Федор Иванович потушил сигарету и отправился во двор освободить с цепи собаку. Когда шел, нехорошо подумал о Викторе: "Смотри-ка, и этот "перья" распускает. Расти, расти таких, потом в душу наплюют, все переиначат".
Собаки на месте не было.
"Наверное, жена выпустила, - подумал Федор Иванович. - Всегда вот так: выпустит под вечер, пес потом шляется по всему лесу. Бестолковый, какой из него сторож! Вот у Киргизова Тарзан - тот настоящий друг!"
Пичинкин зашел во двор, где стояла лошадь, и стал выбрасывать навоз в открытое окошко. Усталость почувствовал уже на крыльце, когда присел отдохнуть.
Во дворе начало холодать. Пошел мокрый снег.
- Вот тебе и весна! - вслух сказал Федор Иванович. - Будто капризная девка: сначала позвала сватов, потом нос воротит, - и сам не зная отчего, улыбнулся. Постоял немного, вновь ему не по себе стало: вспомнилась Лена, жена шурина Варакина. О том, что она ушиблась, передали вармазейские лесорубы.
"Завтра же навещу, - подумал Федор Иванович. - Матрену пока нечего тревожить".
* * *
Парни долго беседовали в передней, потом уснули.

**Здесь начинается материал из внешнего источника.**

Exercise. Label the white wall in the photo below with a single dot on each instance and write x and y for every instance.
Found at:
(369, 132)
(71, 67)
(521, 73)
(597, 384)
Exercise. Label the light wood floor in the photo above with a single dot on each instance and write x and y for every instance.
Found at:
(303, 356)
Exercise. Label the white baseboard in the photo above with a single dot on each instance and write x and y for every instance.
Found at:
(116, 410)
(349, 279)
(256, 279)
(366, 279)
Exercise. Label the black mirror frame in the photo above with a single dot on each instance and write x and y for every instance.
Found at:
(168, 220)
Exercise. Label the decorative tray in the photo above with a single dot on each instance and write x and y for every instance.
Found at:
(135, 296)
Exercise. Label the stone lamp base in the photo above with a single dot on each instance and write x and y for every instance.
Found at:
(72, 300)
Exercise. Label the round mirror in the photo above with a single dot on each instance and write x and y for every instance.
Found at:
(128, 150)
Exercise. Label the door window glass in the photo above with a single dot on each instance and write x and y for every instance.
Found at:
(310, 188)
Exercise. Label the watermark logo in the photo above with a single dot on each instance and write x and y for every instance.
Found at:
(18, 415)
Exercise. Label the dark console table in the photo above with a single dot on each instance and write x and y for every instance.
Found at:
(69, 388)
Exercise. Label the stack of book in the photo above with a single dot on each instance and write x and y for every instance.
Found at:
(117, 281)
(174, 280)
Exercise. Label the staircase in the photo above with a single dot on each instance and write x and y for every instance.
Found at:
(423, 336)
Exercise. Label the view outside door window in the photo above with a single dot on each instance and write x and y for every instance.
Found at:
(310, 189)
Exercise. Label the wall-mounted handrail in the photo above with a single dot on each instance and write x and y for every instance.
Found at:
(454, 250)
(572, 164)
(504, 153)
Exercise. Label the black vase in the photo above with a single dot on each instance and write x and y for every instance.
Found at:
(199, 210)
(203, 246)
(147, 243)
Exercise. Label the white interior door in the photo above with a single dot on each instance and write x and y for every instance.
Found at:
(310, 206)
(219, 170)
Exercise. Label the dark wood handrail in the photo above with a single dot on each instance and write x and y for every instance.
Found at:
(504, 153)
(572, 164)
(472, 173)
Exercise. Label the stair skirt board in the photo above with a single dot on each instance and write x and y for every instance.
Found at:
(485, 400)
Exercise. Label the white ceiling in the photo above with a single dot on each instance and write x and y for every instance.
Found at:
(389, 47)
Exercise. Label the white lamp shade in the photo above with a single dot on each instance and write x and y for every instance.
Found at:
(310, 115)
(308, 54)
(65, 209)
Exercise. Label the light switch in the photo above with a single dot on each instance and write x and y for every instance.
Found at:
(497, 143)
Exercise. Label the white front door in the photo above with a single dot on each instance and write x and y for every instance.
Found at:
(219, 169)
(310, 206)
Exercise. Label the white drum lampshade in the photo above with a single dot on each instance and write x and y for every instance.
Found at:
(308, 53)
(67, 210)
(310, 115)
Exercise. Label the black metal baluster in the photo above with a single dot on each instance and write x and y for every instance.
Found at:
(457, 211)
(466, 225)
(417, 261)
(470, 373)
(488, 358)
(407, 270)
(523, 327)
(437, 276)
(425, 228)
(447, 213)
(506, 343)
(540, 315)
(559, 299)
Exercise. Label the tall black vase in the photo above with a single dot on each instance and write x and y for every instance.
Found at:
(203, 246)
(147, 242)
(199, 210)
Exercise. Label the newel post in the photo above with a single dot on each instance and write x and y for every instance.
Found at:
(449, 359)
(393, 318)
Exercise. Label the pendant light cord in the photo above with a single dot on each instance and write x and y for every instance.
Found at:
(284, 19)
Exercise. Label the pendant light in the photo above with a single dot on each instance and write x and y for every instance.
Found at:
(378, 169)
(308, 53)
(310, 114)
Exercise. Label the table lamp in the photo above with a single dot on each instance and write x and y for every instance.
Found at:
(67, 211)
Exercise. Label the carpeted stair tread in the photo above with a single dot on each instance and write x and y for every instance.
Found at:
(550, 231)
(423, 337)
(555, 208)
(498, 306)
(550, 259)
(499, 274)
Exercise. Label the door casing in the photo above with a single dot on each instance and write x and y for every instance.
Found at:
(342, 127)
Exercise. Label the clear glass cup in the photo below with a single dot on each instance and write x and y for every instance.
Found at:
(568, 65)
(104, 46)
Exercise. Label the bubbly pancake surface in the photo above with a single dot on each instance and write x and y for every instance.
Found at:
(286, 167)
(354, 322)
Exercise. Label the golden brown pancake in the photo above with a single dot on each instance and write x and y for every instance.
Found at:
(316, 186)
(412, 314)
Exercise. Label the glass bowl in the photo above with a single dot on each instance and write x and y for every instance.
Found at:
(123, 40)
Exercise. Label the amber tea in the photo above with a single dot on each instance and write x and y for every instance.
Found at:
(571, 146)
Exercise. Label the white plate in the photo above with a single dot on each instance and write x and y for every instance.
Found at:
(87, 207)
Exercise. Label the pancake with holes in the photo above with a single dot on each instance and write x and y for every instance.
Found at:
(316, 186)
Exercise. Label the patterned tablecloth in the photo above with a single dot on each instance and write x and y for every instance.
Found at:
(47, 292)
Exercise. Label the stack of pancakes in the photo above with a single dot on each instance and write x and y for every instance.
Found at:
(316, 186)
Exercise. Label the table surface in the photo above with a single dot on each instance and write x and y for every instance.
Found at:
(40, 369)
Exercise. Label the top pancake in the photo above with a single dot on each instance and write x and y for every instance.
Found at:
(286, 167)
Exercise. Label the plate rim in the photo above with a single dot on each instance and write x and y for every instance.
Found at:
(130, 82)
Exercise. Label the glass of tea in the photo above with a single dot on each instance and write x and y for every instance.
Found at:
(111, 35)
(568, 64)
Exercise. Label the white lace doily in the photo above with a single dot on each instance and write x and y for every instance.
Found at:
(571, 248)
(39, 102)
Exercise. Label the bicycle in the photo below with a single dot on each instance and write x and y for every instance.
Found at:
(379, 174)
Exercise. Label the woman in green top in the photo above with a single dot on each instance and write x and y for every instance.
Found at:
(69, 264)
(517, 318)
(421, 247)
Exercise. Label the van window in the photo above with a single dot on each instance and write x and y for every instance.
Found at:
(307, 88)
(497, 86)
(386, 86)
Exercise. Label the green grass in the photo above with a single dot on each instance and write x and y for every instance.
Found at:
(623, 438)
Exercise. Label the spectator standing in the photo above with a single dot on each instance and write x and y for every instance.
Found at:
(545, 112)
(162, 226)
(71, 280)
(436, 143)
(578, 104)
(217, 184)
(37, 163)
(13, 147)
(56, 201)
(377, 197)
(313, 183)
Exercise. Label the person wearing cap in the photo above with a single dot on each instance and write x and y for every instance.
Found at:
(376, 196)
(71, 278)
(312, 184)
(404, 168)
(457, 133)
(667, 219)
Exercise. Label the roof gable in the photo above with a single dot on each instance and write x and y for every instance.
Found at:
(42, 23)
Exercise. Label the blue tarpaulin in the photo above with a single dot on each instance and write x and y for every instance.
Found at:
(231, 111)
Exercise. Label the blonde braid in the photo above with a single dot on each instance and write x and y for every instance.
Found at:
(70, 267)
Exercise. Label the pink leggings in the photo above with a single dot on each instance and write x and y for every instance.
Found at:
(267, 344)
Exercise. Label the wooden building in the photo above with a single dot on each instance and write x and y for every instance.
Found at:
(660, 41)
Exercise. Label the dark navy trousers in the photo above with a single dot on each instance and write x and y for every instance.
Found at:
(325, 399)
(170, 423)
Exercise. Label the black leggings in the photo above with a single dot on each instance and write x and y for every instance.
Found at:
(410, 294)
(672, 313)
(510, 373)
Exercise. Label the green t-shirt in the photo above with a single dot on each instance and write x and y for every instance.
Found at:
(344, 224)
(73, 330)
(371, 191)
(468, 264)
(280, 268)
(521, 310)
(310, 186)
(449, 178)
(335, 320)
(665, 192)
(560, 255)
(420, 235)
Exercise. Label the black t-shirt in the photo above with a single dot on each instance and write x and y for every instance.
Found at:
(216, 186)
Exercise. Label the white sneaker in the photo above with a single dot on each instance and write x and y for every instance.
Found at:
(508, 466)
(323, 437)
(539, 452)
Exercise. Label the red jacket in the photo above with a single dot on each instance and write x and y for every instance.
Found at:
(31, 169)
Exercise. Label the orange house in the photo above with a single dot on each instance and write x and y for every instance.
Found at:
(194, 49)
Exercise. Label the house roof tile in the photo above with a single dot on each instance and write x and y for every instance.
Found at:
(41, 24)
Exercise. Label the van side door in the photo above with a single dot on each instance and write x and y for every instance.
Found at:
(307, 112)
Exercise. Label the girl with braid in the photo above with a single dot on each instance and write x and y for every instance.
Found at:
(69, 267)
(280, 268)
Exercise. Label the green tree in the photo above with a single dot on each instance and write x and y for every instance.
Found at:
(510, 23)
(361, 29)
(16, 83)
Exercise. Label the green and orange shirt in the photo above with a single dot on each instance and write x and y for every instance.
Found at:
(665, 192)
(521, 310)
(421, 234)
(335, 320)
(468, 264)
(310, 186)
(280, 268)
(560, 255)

И жена уже храпела. Только ему, Федору Ивановичу, никак не спалось. Кружились и кружились в голове разные мысли. Вспоминал, как сегодня ходил на дальнюю делянку, где вармазейцы заготавливали жерди. Возвращаясь, заглянул на пчельник, к Филе Куторкину. Старику больше семидесяти, но еще крепкий. Почему бы не быть ему таким? Не отмахивает, как он, в день по двадцать километров. Лепит и лепит из глины свистки, и, как ребенок, сам играет на них. Ульи в омшанике, сам - в теплом сосновом доме. Вот где счастье - всю жизнь отдыхает. Старик живет с младшим сыном, председателем Вармазейского сельсовета. Как живет - сходит в неделю один раз помыться в баньке, наденет чистое белье - и вновь сюда, на пчельник. Старший сын - директор завода в Саранске. Виктор, сын Федора Ивановича, жил одну зиму у него, когда учился в техникуме, чуть ли не в зятья к нему попал. У него одна единственная дочь, Симой зовут. Правду сказать, Федор Иванович не был против - девушка красивая, здоровая, своими глазами видел, когда с женой навещали сына. Когда-никогда и Вите нужно жениться, скоро уже отметит тридцатник. Пора уже свое гнездо иметь.

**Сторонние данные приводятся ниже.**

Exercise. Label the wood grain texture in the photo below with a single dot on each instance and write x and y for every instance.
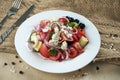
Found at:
(103, 13)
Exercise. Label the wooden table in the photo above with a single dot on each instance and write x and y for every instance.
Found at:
(100, 13)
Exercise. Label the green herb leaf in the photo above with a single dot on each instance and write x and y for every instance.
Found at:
(52, 52)
(72, 24)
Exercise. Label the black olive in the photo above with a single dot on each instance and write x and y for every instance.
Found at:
(67, 17)
(21, 72)
(71, 19)
(76, 20)
(82, 26)
(13, 63)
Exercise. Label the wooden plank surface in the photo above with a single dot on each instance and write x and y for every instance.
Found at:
(104, 14)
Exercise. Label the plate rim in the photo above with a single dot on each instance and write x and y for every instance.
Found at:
(58, 11)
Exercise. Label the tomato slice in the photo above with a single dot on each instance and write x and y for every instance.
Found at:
(80, 33)
(43, 23)
(64, 37)
(77, 46)
(63, 20)
(55, 58)
(44, 51)
(73, 52)
(75, 37)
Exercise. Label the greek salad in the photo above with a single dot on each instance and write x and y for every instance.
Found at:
(58, 39)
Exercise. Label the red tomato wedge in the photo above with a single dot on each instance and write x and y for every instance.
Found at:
(43, 23)
(44, 51)
(80, 33)
(77, 46)
(75, 37)
(55, 57)
(73, 52)
(63, 20)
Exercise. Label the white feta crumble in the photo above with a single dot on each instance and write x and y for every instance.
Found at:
(69, 35)
(64, 45)
(56, 29)
(55, 39)
(46, 29)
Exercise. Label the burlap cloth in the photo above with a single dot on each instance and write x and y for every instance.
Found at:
(105, 14)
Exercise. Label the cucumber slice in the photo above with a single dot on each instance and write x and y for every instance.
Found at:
(83, 41)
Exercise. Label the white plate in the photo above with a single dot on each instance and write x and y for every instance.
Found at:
(39, 63)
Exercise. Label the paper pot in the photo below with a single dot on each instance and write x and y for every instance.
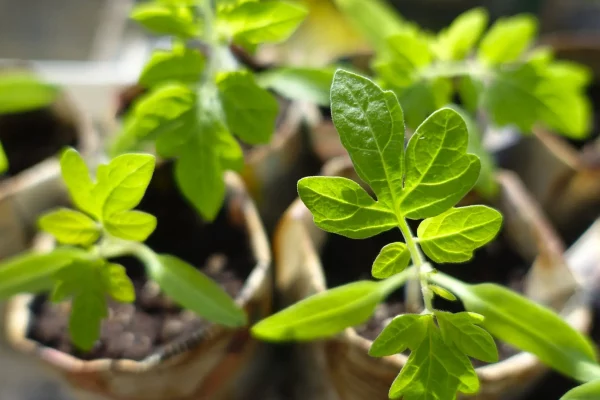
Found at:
(24, 195)
(341, 366)
(212, 363)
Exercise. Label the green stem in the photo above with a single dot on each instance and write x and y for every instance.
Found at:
(412, 290)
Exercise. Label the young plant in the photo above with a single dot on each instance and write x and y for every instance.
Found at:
(103, 227)
(422, 181)
(20, 92)
(200, 100)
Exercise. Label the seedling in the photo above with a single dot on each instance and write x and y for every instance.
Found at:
(423, 181)
(200, 99)
(103, 227)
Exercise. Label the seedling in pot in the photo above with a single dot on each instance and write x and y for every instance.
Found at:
(199, 99)
(105, 226)
(423, 181)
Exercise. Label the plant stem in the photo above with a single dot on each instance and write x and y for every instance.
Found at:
(413, 297)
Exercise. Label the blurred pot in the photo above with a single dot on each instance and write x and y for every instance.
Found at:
(212, 363)
(342, 366)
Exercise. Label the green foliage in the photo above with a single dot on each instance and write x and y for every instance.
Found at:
(422, 181)
(106, 227)
(201, 101)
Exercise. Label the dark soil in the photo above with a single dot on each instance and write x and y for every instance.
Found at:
(134, 331)
(31, 137)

Потом Пичинкин заходил в лесничество, откуда Сема, сын Киргизова, довез его на лошади. Смотрит, что с ног валится, пожалел. Хороший парень, работящий. Видать, в мать пошел, та целый двор скотины держит. Держать-то держит, да почему-то Сема со своей семьей ушел от родителей. Не поладили? Или у каждого в жизни свои заботы?

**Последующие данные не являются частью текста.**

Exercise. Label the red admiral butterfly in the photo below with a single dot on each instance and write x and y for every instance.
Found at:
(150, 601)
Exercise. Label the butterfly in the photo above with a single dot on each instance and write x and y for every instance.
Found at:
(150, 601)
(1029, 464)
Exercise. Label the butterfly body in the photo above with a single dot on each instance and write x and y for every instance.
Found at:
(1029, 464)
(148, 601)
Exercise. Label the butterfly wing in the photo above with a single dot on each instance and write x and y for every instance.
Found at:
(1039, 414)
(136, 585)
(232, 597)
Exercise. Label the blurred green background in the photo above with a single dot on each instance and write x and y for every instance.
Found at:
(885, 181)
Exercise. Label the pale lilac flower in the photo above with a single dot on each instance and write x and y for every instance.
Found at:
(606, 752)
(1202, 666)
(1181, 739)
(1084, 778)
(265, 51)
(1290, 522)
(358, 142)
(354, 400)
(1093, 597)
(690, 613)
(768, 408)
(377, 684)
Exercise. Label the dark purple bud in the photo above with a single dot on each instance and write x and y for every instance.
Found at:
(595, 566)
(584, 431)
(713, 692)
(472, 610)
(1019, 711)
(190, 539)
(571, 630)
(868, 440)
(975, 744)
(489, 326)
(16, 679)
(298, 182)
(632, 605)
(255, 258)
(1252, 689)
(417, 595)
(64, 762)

Федор Иванович задумался о нынешней весне. Она что-то ему непонятна. Сегодня, смотришь, текут ручьи, завтра снег валит. К повадкам весны Пичинкин привык, видит их еще в зародыше. Не зря жена уже зимой спрашивала, какие овощи посадить в этом году, когда сажать картошку. Понятно, что Федор Иванович не сразу высказался - он тоже не знахарь, не посмотришь почке на макушку. Иногда природа, как сегодня, такие "пляски" заводит, которые бывают лишь во время цветения черемухи.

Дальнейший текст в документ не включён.